The filmmakers, citing experts, say up to 1.7% of the population is born with some intersex traits. One such person is Alicia Roth Weigel, a political consultant and activist in Austin, Texas. Roth Weigel, blonde and blue-eyed, notes she used to absolutely clean up in the online dating world — but that was before she came out publicly as intersex.

She tells us she was born with XY chromosomes — the typical genetic makeup of a male — and with a vagina, but no ovaries. Rather, she had testes, which were surgically removed when she was a child. “That’s a castration,” she says bluntly.

And although Roth Weigel shares photos depicting a happy youth surrounded by friends, she describes a painful side to her young life, carrying around tampons to give the impression that she, too, menstruated, or being instructed by doctors to use painful means to create a vaginal canal, alone in her room, as a child — a situation so secret, even her brother didn’t know.

As for Sean Saifa Wall, he shows us birth documents where his gender is classified “ambiguous,” then crossed out and assigned “female.” Born with a mix of male and female characteristics, he, like Weigel Roth, underwent a gonadectomy, and was treated as a girl even though he always felt like a boy.

Then there is River Gallo, a nonbinary artist and actor who at age 12 underwent surgery to implant prosthetic testes. Gallo, who uses they/them pronouns, describes telling an early girlfriend in college that they had had testicular cancer, rather than explaining the real reason she wouldn’t get pregnant.

These conversations are instructive but also uplifting, showing three people who’ve found satisfaction and purpose in their activism, which is aimed at preventing invasive surgery on children too young to decide for themselves. (A slogan, at rallies: “Unless I say, scalpels away.”)

The disturbing middle section of the film focuses on the late John Money, a sexologist at Johns Hopkins University who essentially posited that gender was determined by social conditioning, meaning one could raise a child to be a different gender than genetics dictated.

His influence was profound in the field, and also in the life of David Reimer, subject of what became known as the John/Joan case. One of a pair of twin boys, he was maimed during a botched circumcision. Reimer’s mother consulted with Money and decided to raise him as a girl, named Brenda.

In a story told in archival news clips, we learn how David was miserable as a girl, ripping off his dress, and reclaimed his male gender later through painful surgery, eventually marrying a woman and going public to spare others the same fate.

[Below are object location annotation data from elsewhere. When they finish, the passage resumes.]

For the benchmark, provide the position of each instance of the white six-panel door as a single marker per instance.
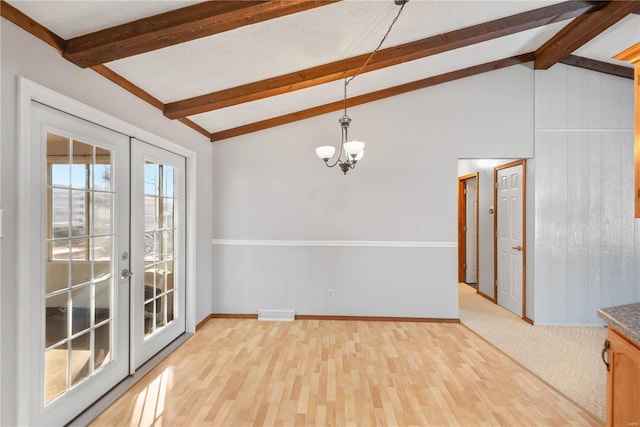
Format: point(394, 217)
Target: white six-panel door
point(509, 237)
point(471, 271)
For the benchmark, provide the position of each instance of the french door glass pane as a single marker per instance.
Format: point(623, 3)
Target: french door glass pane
point(159, 246)
point(79, 281)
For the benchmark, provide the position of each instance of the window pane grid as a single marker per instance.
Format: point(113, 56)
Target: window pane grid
point(159, 238)
point(79, 278)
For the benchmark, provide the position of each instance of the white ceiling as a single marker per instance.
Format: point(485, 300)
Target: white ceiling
point(307, 39)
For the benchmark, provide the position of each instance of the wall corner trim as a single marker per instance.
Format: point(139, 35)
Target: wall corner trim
point(335, 243)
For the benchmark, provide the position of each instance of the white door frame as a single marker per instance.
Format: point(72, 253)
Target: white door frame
point(523, 163)
point(30, 91)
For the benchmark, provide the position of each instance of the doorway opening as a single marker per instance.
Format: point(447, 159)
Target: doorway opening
point(468, 229)
point(494, 212)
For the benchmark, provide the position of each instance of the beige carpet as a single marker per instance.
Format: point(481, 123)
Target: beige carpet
point(566, 357)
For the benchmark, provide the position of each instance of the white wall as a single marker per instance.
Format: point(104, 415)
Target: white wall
point(587, 242)
point(24, 55)
point(303, 228)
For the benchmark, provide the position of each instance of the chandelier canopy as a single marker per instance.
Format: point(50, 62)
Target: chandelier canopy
point(353, 150)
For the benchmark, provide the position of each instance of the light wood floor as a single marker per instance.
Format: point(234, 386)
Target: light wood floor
point(340, 373)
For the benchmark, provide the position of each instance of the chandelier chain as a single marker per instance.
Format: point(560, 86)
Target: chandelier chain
point(348, 80)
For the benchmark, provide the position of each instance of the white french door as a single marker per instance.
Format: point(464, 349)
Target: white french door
point(78, 327)
point(106, 249)
point(158, 249)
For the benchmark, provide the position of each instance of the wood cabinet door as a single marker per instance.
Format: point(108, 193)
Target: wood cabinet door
point(623, 383)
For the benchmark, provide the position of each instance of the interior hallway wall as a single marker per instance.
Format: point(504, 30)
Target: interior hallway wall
point(587, 241)
point(24, 55)
point(383, 237)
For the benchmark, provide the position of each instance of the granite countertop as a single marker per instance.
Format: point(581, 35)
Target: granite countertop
point(625, 319)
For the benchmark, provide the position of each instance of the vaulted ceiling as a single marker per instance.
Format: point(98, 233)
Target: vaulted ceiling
point(228, 68)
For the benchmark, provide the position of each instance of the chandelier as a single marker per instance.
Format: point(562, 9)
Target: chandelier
point(353, 150)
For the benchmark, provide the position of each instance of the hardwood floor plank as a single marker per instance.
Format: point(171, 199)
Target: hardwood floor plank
point(243, 372)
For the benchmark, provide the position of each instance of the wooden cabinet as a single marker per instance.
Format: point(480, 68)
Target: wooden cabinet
point(623, 382)
point(633, 55)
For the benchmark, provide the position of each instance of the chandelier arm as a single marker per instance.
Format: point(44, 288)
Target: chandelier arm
point(338, 161)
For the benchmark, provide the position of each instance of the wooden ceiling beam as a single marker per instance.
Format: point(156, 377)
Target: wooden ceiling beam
point(177, 26)
point(373, 96)
point(580, 31)
point(599, 66)
point(384, 58)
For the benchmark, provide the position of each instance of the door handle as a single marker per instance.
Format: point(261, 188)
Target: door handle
point(605, 348)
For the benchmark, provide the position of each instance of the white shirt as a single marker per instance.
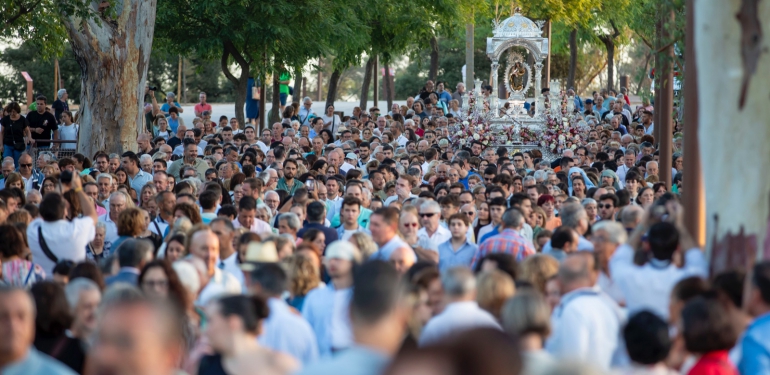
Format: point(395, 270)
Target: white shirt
point(346, 167)
point(440, 236)
point(342, 335)
point(111, 234)
point(68, 133)
point(67, 240)
point(648, 287)
point(456, 317)
point(230, 264)
point(220, 284)
point(287, 331)
point(587, 325)
point(257, 227)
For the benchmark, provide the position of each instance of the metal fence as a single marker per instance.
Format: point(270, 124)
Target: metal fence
point(62, 151)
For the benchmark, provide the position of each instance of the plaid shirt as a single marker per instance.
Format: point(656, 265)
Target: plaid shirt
point(509, 242)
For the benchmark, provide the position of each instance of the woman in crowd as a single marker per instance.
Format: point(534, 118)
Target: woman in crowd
point(130, 225)
point(95, 249)
point(537, 269)
point(122, 176)
point(17, 271)
point(494, 288)
point(645, 197)
point(188, 211)
point(50, 185)
point(315, 237)
point(232, 329)
point(527, 317)
point(589, 204)
point(548, 204)
point(304, 274)
point(53, 319)
point(175, 247)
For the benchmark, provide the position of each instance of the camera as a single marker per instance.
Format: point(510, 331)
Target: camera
point(66, 177)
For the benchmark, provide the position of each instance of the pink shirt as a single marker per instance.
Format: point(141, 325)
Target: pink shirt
point(199, 108)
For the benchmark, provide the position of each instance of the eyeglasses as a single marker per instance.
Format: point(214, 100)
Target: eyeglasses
point(155, 283)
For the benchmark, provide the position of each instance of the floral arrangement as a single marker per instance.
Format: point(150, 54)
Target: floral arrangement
point(561, 130)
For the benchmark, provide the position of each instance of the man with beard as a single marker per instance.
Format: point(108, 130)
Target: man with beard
point(287, 182)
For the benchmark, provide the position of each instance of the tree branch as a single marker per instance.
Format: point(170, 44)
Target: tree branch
point(226, 68)
point(22, 11)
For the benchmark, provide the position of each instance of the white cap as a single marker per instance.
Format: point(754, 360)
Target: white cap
point(342, 250)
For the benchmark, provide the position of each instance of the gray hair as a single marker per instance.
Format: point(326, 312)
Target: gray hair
point(104, 175)
point(458, 282)
point(265, 177)
point(526, 312)
point(513, 218)
point(291, 220)
point(616, 233)
point(571, 214)
point(76, 286)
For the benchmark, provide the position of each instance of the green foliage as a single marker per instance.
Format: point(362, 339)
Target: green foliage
point(28, 58)
point(409, 81)
point(38, 22)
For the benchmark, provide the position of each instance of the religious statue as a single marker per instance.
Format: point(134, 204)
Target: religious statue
point(516, 77)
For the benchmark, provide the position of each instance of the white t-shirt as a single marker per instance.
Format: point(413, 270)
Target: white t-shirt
point(67, 240)
point(69, 133)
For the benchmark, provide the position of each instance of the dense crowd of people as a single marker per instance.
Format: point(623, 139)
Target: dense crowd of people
point(360, 244)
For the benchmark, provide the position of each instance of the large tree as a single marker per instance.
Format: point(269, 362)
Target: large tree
point(113, 50)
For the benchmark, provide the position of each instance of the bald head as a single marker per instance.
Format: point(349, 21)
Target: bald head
point(575, 272)
point(631, 216)
point(402, 259)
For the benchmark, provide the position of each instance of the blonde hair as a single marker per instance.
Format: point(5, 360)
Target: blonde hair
point(493, 289)
point(538, 269)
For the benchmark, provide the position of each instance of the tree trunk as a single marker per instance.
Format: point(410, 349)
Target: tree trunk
point(275, 110)
point(737, 203)
point(297, 96)
point(388, 84)
point(367, 81)
point(241, 83)
point(572, 59)
point(113, 56)
point(469, 32)
point(433, 72)
point(640, 85)
point(334, 81)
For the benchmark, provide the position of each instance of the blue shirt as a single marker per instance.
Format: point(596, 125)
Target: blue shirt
point(449, 258)
point(37, 363)
point(286, 331)
point(755, 358)
point(318, 310)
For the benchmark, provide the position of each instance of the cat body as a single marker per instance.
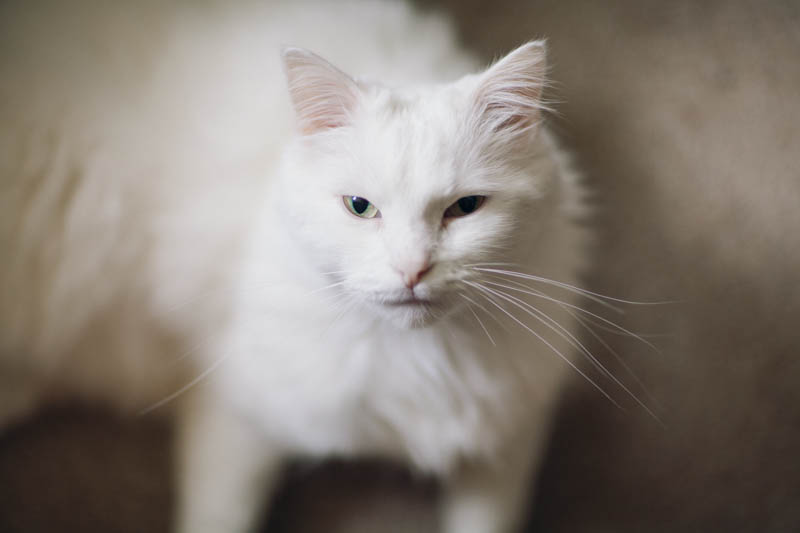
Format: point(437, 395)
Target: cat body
point(176, 225)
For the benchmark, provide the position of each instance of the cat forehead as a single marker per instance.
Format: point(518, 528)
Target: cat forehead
point(413, 138)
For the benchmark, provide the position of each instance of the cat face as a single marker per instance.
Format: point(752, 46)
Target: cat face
point(397, 193)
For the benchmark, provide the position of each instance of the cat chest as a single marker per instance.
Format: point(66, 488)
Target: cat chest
point(419, 401)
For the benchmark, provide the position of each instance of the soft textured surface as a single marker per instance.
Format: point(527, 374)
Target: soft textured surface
point(685, 117)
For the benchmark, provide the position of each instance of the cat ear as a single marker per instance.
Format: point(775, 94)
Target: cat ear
point(508, 100)
point(322, 95)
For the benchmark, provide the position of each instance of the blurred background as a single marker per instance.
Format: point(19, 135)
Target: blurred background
point(685, 118)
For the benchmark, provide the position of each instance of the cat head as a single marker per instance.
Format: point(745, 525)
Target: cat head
point(398, 192)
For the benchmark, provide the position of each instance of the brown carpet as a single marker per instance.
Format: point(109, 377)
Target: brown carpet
point(685, 117)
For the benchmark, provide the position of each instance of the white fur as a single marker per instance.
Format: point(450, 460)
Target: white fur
point(160, 221)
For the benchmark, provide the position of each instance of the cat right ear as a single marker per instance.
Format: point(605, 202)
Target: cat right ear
point(323, 96)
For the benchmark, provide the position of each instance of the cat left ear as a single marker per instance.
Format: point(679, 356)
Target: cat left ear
point(508, 99)
point(323, 96)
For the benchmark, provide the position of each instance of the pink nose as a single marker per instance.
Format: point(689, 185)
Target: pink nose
point(411, 277)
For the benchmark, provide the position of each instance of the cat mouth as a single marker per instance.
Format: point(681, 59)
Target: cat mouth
point(410, 302)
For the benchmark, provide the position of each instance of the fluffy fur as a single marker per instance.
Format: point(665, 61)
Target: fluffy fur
point(173, 221)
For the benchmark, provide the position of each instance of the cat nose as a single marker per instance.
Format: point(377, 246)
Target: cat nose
point(414, 273)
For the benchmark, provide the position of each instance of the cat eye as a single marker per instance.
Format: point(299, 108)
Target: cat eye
point(464, 206)
point(360, 207)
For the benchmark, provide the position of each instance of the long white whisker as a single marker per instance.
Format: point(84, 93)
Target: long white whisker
point(616, 355)
point(480, 322)
point(538, 294)
point(572, 287)
point(546, 343)
point(482, 308)
point(186, 387)
point(595, 299)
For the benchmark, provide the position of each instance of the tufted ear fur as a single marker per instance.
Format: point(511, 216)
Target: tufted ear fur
point(322, 95)
point(508, 100)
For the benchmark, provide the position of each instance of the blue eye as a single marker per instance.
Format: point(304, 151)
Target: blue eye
point(464, 206)
point(360, 207)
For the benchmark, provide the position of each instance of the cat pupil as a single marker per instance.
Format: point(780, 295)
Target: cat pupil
point(359, 204)
point(468, 204)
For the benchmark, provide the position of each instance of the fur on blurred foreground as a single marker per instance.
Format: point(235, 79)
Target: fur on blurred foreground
point(349, 266)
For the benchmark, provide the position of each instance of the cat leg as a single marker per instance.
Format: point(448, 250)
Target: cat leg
point(226, 471)
point(490, 497)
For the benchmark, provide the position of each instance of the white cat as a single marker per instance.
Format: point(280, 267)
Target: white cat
point(336, 288)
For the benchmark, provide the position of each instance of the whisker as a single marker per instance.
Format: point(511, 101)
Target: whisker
point(599, 301)
point(538, 294)
point(482, 308)
point(549, 345)
point(572, 287)
point(186, 387)
point(480, 322)
point(617, 356)
point(563, 333)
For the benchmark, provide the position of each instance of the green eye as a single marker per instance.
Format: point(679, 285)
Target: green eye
point(360, 207)
point(464, 206)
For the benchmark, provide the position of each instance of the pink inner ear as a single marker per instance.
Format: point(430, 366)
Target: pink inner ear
point(509, 98)
point(323, 96)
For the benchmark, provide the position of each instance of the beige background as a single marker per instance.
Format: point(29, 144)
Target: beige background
point(685, 117)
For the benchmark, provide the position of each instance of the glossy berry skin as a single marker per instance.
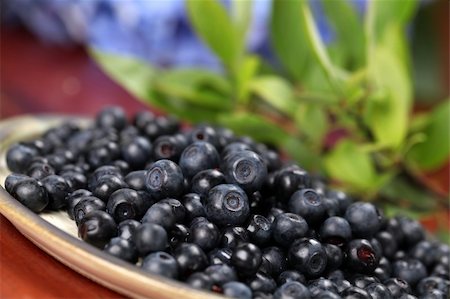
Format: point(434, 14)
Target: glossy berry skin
point(335, 230)
point(87, 205)
point(111, 117)
point(259, 230)
point(150, 237)
point(127, 228)
point(57, 190)
point(275, 260)
point(31, 193)
point(364, 219)
point(161, 263)
point(193, 206)
point(205, 180)
point(19, 157)
point(205, 234)
point(227, 205)
point(234, 236)
point(190, 258)
point(308, 204)
point(397, 287)
point(245, 169)
point(97, 228)
point(136, 180)
point(288, 227)
point(378, 291)
point(410, 270)
point(162, 214)
point(136, 152)
point(198, 156)
point(246, 259)
point(164, 179)
point(292, 290)
point(200, 281)
point(107, 185)
point(361, 256)
point(262, 283)
point(123, 249)
point(235, 289)
point(221, 274)
point(308, 256)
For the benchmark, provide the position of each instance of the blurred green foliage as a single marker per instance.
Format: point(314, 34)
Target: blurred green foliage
point(361, 83)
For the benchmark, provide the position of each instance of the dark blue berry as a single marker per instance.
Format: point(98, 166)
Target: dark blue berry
point(227, 205)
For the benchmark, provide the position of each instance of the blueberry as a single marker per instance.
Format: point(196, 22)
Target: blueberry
point(275, 259)
point(200, 280)
point(97, 228)
point(198, 156)
point(411, 271)
point(234, 236)
point(136, 152)
point(292, 290)
point(123, 249)
point(245, 169)
point(162, 214)
point(361, 256)
point(85, 206)
point(259, 230)
point(57, 190)
point(127, 228)
point(190, 258)
point(262, 282)
point(364, 219)
point(235, 289)
point(193, 206)
point(227, 205)
point(378, 291)
point(287, 228)
point(136, 180)
point(19, 156)
point(308, 204)
point(246, 259)
point(111, 117)
point(335, 230)
point(31, 193)
point(205, 180)
point(397, 287)
point(308, 256)
point(161, 263)
point(221, 274)
point(164, 179)
point(205, 234)
point(150, 237)
point(125, 204)
point(107, 185)
point(73, 198)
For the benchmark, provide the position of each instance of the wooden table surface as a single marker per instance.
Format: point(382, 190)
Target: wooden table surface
point(38, 78)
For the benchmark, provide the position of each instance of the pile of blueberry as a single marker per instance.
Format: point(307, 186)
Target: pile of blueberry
point(221, 213)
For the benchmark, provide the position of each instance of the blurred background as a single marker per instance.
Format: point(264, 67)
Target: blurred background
point(54, 59)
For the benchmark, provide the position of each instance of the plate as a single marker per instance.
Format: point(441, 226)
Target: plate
point(56, 233)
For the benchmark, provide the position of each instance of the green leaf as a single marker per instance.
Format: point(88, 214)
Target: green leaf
point(312, 121)
point(387, 115)
point(214, 26)
point(276, 91)
point(434, 151)
point(289, 37)
point(196, 86)
point(248, 70)
point(350, 32)
point(349, 164)
point(254, 125)
point(133, 74)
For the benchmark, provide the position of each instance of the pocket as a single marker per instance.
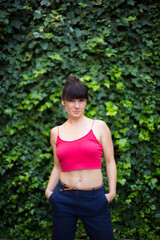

He tragically ended his life at 38.

Reimer’s mother appears in clips, devastated that she hurt her son by forcing him to be female. Although he was not intersex, Reimer’s story resonates deeply for the subjects of Cohen’s film, who say their own parents were merely doing what they thought best. Cohen captures a particularly moving scene between Gallo and their mother, weeping as they embrace. Still, Gallo quips: “I don’t think she’ll ever get my pronouns right.”

Near the end, harking back to those early scenes of gender reveals, it’s especially striking to hear one intersex activist express the wish that they’ll someday see expectant parents erect a sign in their yard that’s not pink or blue — but rather yellow.

And, that they will merely announce: “It’s a baby.”